Madres Paralelas: Pedro Almodóvar porte son attention ailleurs

Milena Smit et Penélope Cruz dansMadres Paralelas

Écrit et réalisé par Pedro Almodóvar

Madres Paralelas (Mères Parallèles) est le dernier film du prolifique scénariste-réalisateur espagnol Pedro Almodóvar (né en 1949). La distribution comporte Penélope Cruz, Milena Smit, Israel Elejalde et Aitana Sánchez-Gijón.

La photographe Janis Martinez (Cruz), la jeune quarantaine, et Ana Manso (Smit), avec vingt ans de moins, se retrouvent seules à la maternité. Elles accouchent chacune d’une fille, le même jour. Janis et Ana sont toutes deux mères célibataires. Le père du bébé de Janis, Arturo (Elejalde), est marié à une femme atteinte d’un cancer, et Janis a accepté l’entière responsabilité d’élever leur fille. La grossesse d’Ana est le résultat d’un rapport sexuel forcé et non voulu imposé par un camarade de classe. Une naissance est présentée comme étant un «accident» heureux, l’autre, malheureux.

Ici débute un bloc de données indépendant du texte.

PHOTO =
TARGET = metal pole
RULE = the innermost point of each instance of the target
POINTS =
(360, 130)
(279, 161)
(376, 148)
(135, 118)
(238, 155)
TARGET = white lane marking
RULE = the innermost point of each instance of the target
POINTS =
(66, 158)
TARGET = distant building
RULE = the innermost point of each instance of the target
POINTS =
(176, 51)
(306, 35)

Janis (du nom de la chanteuse Janis Joplin) est l’enfant de parents bohèmes, ceux d’Ana sont assez conservateurs. La mère de ce dernier est une actrice égocentrique, Teresa (Sánchez-Gijón), qui part en tournée peu après l’accouchement d’Ana («Cela pourrait être un tournant dans ma carrière»).

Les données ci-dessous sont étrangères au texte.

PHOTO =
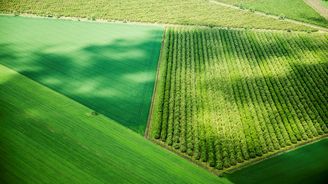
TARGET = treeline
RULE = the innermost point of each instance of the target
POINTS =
(226, 96)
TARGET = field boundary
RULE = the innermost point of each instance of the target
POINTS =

Janis a fait la connaissance d’Arturo, un archéologue médico-légal d’une fondation à but non lucratif, lors d’une séance photo. Elle a demandé à son organisation de creuser des fosses communes dans son village natal où son arrière-grand-père et d’autres ont été enterrés après avoir été assassinés par les forces fascistes-franquistes pendant la guerre civile espagnole (1936-1939).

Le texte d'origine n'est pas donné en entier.